Vegetarian vs. vegan vs. plant-based. How do you tell which is which? The nuances may seem subtle to many, but to people who practice these lifestyles the differences matter a great deal. Here’s the breakdown.
The subtle differences between vegetarian, vegan, and plant-based diets have been a source of confusion for years. As a person eating a plant-based diet the majority of the time myself, I can totally see why.
At first glance, the term “plant-based” seems pretty self-explanatory – eat mostly plants, yeah? But defining a vegan lifestyle isn’t quite so straightforward. That’s why I’m here to clarify things, in order from most basic to most extreme. Don’t worry, I’ll keep it simple.
Vegetarian vs. Vegan vs. Plant-Based
What is a vegetarian diet?
Vegetarian, the most straightforward of the three diets, basically means “meatless.” Vegetarians choose to eliminate all meat from their diet (chicken, beef, etc.), often for ethical reasons, but are generally comfortable retaining animal byproducts like milk and eggs. A few variations of this diet include: “lacto-vegetarian” – adding dairy back into the mix, “ovo-vegetarian” – adding eggs back into the mix, and “pescatarian” – adding fish back into the mix.
What is a plant-based diet?
People who eat a plant-based diet eliminate all animal products from their diet including meat, fish, dairy, eggs, gelatin, and other animal byproducts, and tend to avoid processed foods. Their diet consists primarily of whole, plant foods including fruit, vegetables, legumes, grains, nuts and seeds. While this may sound vegan to you, where plant-based dieters differ from vegans is outside the kitchen.
What is a vegan diet/lifestyle?
Vegans also eat entirely plant-based diets; however, the conviction to avoid all animal products and byproducts stretches into every other area of life. Veganism is a philosophy deeply rooted in the protection of animal rights. As such, vegans eliminate animal products not only from their diet, but also from their wardrobes, skincare, and beyond. For example, the average vegan would not wear leather or use a beeswax-based lip balm. Considering going vegan? This Vegan Starter Kit is a great place to start!

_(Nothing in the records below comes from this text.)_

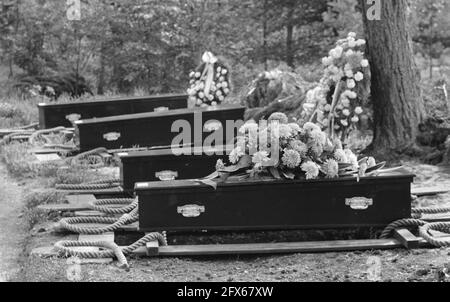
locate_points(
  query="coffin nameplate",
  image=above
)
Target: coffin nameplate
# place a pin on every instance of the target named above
(161, 109)
(166, 175)
(191, 210)
(212, 126)
(111, 136)
(359, 203)
(73, 117)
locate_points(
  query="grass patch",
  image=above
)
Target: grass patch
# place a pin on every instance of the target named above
(32, 215)
(16, 111)
(21, 163)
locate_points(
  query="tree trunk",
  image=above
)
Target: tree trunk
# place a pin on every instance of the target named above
(396, 94)
(101, 75)
(290, 35)
(265, 35)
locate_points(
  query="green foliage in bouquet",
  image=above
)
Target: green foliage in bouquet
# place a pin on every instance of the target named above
(286, 150)
(210, 82)
(337, 103)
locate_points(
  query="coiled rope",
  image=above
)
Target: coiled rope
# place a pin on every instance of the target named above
(112, 223)
(34, 137)
(424, 226)
(90, 158)
(66, 247)
(104, 205)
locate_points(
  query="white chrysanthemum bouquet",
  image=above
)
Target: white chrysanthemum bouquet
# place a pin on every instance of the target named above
(336, 104)
(209, 83)
(286, 150)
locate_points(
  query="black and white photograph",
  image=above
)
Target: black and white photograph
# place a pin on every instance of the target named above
(224, 148)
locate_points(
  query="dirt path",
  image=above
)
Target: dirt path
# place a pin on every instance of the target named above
(12, 232)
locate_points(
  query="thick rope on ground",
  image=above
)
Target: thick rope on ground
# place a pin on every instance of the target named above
(424, 227)
(64, 247)
(86, 186)
(105, 181)
(104, 205)
(35, 136)
(437, 226)
(417, 212)
(84, 157)
(387, 232)
(113, 224)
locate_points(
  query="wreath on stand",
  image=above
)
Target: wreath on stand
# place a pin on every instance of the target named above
(209, 82)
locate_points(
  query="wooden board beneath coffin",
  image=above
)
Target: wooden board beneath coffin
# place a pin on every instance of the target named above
(54, 115)
(192, 126)
(274, 204)
(194, 163)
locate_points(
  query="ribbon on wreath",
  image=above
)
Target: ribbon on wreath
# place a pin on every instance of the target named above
(208, 72)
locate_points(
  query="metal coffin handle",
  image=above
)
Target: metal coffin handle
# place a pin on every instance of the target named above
(111, 136)
(73, 117)
(191, 210)
(359, 203)
(166, 175)
(161, 109)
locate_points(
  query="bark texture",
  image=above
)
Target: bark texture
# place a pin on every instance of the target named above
(396, 94)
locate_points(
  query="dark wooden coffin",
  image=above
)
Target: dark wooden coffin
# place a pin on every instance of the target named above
(55, 115)
(274, 204)
(157, 165)
(156, 129)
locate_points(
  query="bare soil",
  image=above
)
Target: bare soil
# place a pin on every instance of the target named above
(394, 265)
(12, 228)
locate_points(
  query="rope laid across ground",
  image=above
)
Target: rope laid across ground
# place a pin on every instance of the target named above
(130, 215)
(424, 226)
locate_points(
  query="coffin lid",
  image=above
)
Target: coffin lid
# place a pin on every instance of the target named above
(180, 97)
(167, 152)
(221, 108)
(401, 175)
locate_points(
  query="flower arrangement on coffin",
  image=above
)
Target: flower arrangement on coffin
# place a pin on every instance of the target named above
(210, 82)
(346, 71)
(286, 150)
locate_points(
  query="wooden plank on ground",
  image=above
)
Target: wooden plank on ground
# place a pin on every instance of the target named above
(279, 248)
(111, 191)
(264, 248)
(96, 261)
(152, 248)
(126, 228)
(445, 217)
(89, 214)
(47, 157)
(44, 252)
(75, 203)
(107, 237)
(407, 239)
(427, 191)
(48, 150)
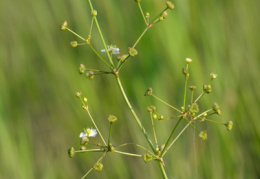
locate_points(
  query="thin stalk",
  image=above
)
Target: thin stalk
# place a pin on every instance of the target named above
(101, 35)
(155, 138)
(187, 125)
(126, 153)
(162, 169)
(137, 146)
(166, 103)
(109, 133)
(140, 36)
(170, 137)
(76, 34)
(200, 96)
(142, 12)
(96, 127)
(134, 114)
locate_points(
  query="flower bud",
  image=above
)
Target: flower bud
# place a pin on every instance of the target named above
(192, 88)
(194, 108)
(207, 88)
(71, 152)
(90, 75)
(203, 135)
(164, 14)
(155, 116)
(185, 71)
(170, 5)
(84, 140)
(64, 25)
(98, 167)
(74, 43)
(78, 94)
(147, 158)
(112, 119)
(82, 68)
(151, 108)
(94, 13)
(216, 108)
(132, 52)
(83, 147)
(147, 15)
(213, 76)
(121, 57)
(229, 125)
(188, 60)
(148, 92)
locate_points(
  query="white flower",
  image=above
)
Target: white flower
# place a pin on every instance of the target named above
(88, 133)
(111, 49)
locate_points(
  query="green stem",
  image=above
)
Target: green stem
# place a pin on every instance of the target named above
(76, 34)
(96, 127)
(166, 103)
(109, 133)
(101, 36)
(100, 56)
(170, 137)
(162, 169)
(126, 153)
(140, 36)
(134, 114)
(142, 12)
(187, 125)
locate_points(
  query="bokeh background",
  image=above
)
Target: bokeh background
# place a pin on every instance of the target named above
(40, 117)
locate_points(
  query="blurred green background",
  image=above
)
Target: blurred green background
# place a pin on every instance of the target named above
(40, 118)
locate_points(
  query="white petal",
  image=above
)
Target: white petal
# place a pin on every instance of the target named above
(82, 134)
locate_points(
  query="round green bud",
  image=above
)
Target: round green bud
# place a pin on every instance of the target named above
(94, 13)
(194, 108)
(78, 94)
(112, 118)
(83, 147)
(132, 51)
(229, 125)
(170, 5)
(147, 158)
(151, 108)
(207, 89)
(213, 76)
(148, 92)
(74, 43)
(164, 14)
(98, 167)
(82, 68)
(216, 108)
(64, 25)
(203, 135)
(84, 140)
(188, 60)
(192, 88)
(71, 152)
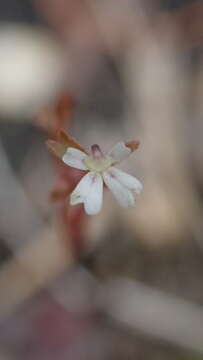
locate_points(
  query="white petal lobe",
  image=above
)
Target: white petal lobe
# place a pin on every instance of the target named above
(75, 158)
(90, 192)
(119, 152)
(127, 180)
(123, 195)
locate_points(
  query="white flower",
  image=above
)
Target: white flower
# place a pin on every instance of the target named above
(101, 169)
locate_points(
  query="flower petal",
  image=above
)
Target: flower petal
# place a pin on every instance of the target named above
(123, 195)
(119, 152)
(90, 192)
(75, 158)
(127, 180)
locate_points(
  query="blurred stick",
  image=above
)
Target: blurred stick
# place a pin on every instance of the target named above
(139, 307)
(33, 267)
(19, 220)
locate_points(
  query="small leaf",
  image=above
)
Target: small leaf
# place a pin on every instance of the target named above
(68, 141)
(56, 148)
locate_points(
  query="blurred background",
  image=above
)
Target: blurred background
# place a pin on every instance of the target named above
(127, 283)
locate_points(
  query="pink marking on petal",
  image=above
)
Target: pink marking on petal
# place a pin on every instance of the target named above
(132, 145)
(96, 151)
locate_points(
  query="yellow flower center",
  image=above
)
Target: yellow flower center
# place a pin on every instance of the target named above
(98, 164)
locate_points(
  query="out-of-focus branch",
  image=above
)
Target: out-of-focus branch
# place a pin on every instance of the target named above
(154, 313)
(18, 218)
(34, 267)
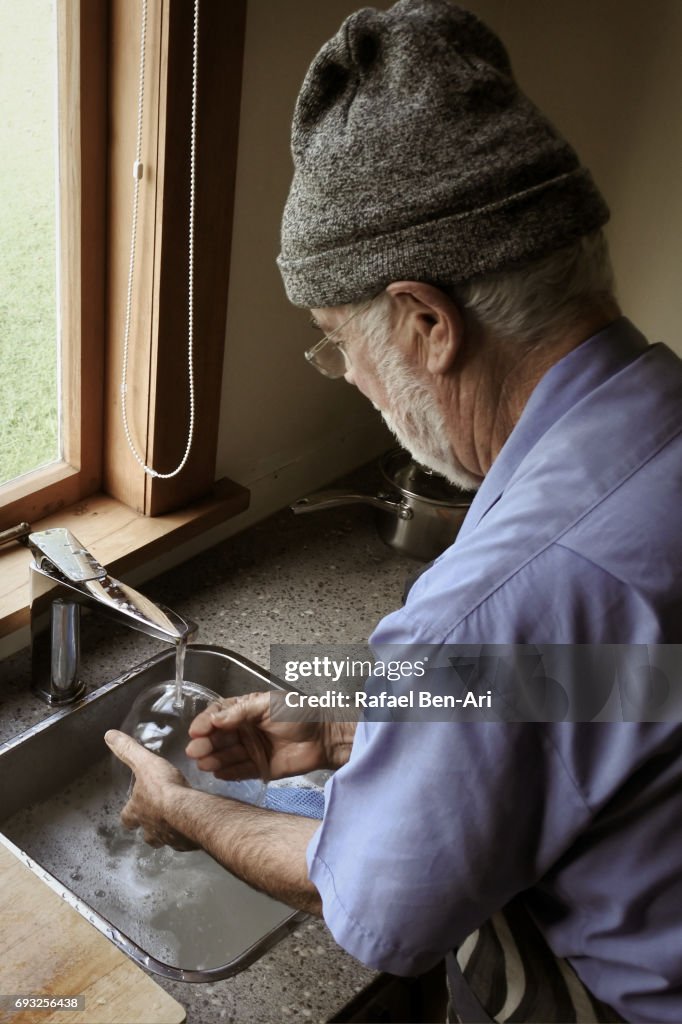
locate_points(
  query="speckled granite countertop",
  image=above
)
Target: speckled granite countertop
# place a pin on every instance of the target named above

Read More: 10 Reasons to Eat Less Meat (Or None at All)
Why It Matters
Diet is something that is usually deeply personal to people. And the health-based or heart-based reasons why someone might choose to eat a vegetarian, vegan, or plant-based diet are often pretty complex. (Here’s a great article on why diet is tied so strongly to identity.)
In my opinion, understanding the reasons people often choose one particular diet over another is a great way to practice empathy. Do you have a friend who lives a vegan lifestyle? Ask them why! I promise you, they will be touched that you asked.
Do you eat a vegetarian, plant-based, or vegan diet? What common misconceptions do you often come across in your daily life?